Remix.run Logo
rogerrogerr 3 hours ago

Solid meh from me. Only thing I really don’t like about it is it’s likely to impact the personal rights to fly drones we enjoy today (which are already being chipped away).

Otherwise, they’re probably not very loud or frequent, don’t really present much of a privacy issue vs. what street view already has, and they maybe make the roads a bit safer. Might take some jobs away from delivery van drivers. Nothing seems worth getting overly concerned for.

asdff 3 hours ago | parent [-]

Probably half my immediate neighbors get an amazon delivery a day. The truck makes sometimes two or three stops throughout the day and is there for like 15-20 minutes running packages. The thought of that replaced with drone traffic is crazy. It would be like dozens of landings and overflights per hour. It is already bad enough when the realtors fly their drones overhead. I can't imagine the birds and bees aren't getting stressed out if it's managing to piss me off.

alistairSH 2 hours ago | parent | next [-]

Same. Even outside the holiday season, there are 5+ package truck deliveries/day on my little street (12 houses). That's UPS, FedEx, USPS, usually multiple Amazon (which always surprises me), plus a couple unmarked vans. Plus couriers in cars. Plus food delivery, at least 2 a night. Almost all the Amazon vans are now electric Rivians or GMCs.

That's a LOT of drone traffic, given there's near zero ability to double up on a single stop as there is today.

throwaway2037 21 minutes ago | parent [-]
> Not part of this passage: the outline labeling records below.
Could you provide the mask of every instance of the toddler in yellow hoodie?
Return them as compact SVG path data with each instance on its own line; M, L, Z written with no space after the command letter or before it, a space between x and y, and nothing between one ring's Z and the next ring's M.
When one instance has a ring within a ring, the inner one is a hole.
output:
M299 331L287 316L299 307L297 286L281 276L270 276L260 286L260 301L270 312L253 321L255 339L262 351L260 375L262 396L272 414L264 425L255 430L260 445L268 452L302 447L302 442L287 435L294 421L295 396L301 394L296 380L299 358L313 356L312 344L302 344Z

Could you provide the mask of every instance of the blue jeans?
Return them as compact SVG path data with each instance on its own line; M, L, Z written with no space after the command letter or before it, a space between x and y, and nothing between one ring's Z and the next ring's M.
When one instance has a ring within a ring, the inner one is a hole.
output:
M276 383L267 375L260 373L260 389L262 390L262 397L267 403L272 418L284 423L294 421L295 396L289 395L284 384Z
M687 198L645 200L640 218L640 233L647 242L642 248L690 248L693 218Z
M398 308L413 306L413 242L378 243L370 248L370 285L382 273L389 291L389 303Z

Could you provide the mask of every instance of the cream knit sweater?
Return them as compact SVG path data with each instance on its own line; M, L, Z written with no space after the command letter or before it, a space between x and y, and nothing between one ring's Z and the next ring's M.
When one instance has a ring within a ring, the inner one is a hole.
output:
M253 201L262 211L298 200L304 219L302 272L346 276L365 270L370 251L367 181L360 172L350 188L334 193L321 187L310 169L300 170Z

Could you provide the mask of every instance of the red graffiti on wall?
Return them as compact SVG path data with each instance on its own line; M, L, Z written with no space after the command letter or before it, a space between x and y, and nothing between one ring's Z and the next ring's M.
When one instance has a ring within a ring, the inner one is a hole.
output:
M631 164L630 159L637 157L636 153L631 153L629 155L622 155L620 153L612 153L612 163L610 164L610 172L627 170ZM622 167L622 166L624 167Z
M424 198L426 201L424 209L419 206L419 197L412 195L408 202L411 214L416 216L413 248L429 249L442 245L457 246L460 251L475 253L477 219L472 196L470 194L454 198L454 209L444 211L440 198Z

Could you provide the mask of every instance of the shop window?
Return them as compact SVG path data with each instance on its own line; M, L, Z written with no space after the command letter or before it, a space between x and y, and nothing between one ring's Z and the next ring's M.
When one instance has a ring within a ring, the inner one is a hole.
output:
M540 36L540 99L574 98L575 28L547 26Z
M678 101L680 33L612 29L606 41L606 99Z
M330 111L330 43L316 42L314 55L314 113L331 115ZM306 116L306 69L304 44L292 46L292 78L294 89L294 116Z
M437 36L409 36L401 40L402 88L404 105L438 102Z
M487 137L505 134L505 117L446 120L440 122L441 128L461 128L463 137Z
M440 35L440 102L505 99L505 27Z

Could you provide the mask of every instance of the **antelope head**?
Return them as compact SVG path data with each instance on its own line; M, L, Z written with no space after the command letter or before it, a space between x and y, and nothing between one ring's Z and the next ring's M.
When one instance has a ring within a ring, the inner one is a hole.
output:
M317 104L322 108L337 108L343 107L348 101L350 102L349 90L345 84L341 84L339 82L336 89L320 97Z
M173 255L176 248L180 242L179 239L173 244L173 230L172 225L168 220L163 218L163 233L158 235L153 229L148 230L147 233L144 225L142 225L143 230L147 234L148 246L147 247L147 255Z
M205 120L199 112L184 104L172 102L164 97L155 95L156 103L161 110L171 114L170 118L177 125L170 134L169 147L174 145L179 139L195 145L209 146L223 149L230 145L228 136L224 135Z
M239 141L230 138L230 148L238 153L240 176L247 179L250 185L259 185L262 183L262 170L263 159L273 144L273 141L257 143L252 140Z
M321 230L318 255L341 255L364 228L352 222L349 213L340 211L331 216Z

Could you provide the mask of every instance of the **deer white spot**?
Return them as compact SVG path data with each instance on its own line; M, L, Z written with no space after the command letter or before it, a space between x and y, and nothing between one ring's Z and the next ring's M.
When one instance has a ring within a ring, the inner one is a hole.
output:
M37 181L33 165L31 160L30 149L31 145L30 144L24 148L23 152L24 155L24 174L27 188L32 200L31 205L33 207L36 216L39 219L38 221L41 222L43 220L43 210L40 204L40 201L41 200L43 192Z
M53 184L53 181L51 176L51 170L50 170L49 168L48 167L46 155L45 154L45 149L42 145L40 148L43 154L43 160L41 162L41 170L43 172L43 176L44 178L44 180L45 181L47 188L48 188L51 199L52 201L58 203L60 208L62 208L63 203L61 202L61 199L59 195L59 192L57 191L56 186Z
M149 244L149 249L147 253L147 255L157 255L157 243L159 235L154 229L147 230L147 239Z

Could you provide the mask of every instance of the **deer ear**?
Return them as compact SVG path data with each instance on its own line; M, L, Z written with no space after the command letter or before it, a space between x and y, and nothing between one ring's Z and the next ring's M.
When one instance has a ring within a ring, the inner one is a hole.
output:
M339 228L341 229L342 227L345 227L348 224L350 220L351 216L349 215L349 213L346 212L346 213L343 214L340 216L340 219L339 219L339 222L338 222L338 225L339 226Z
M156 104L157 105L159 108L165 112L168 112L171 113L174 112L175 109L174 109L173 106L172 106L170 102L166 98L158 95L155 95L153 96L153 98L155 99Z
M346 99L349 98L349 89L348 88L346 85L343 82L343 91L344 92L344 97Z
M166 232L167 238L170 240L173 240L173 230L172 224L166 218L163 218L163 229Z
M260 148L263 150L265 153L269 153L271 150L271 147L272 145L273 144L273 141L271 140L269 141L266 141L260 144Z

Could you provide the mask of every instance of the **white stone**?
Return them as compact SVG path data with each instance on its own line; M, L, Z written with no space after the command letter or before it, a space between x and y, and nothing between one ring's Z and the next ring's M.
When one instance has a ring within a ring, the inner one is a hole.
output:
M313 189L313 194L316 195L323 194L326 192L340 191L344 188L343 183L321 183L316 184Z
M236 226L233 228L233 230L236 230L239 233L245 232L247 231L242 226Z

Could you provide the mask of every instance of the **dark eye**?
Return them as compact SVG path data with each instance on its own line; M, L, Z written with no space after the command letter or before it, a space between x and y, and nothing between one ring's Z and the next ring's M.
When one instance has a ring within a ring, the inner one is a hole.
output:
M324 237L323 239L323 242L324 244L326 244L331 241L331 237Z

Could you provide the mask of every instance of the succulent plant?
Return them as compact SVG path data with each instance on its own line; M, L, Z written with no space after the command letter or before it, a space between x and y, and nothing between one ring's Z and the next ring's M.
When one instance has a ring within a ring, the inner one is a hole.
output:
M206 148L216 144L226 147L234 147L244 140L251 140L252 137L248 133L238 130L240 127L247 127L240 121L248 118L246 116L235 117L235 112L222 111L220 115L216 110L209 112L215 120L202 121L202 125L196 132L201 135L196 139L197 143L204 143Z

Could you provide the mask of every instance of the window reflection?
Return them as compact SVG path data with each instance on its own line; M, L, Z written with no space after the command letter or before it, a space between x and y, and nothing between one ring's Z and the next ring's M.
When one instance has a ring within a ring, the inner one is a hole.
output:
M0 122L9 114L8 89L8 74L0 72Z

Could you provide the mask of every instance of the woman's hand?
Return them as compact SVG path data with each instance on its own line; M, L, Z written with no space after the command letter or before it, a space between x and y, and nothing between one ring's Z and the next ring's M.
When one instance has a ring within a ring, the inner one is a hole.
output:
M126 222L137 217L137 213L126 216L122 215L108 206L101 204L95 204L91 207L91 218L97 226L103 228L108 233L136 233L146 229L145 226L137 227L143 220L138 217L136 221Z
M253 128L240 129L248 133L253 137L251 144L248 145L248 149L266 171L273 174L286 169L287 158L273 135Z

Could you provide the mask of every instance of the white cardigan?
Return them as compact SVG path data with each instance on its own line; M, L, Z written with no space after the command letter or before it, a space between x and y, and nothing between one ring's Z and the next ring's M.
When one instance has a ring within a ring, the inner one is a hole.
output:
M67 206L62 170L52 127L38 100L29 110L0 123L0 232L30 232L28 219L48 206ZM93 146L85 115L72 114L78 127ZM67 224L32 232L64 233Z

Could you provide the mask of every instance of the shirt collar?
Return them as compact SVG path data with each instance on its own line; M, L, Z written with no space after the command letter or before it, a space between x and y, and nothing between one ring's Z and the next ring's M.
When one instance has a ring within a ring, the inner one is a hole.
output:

I recently started seeing electric delivery vans from IKEA in my city. One thing I really noticed: They are whisper quiet compared to diesel trucks.

TRiG_Ireland 2 hours ago | parent | prev | next [-]

What on earth are people buying that's delivered so frequently? I find the whole concept of frequent deliveries confusing.

dylan604 an hour ago | parent | next [-]

who cares what they are buying. it's truly none of your business. there are people that buy things on a whim and do not even for a second think about slowing down to buy things at once to reduce the number of deliveries. if they did that, they'd forget about it and not actually purchase that whim. there could also be multiple independent people at the same address buying things in this manner.

throwawaylaptop an hour ago | parent | prev [-]

You must not have lived with many under 40 women recently. Every single one I know orders things on amazon constantly, often forgetting what the delivery even might be. They also order several items of the same type so they can compare and return the others. If I had to guess, returns for female vs male must be atleast 5:1.

rogerrogerr 2 hours ago | parent | prev [-]

Sounds like there’s an opportunity for bigger drones where you are. Lower frequency noise, fewer flights if you can drop more than one package per flight.

I just have a hard time seeing this becoming a major quality of life issue in the real world. It’s gonna be fine.

And birds and bees seem to be fine around waterfalls and airports, I think they’ll survive drone noise.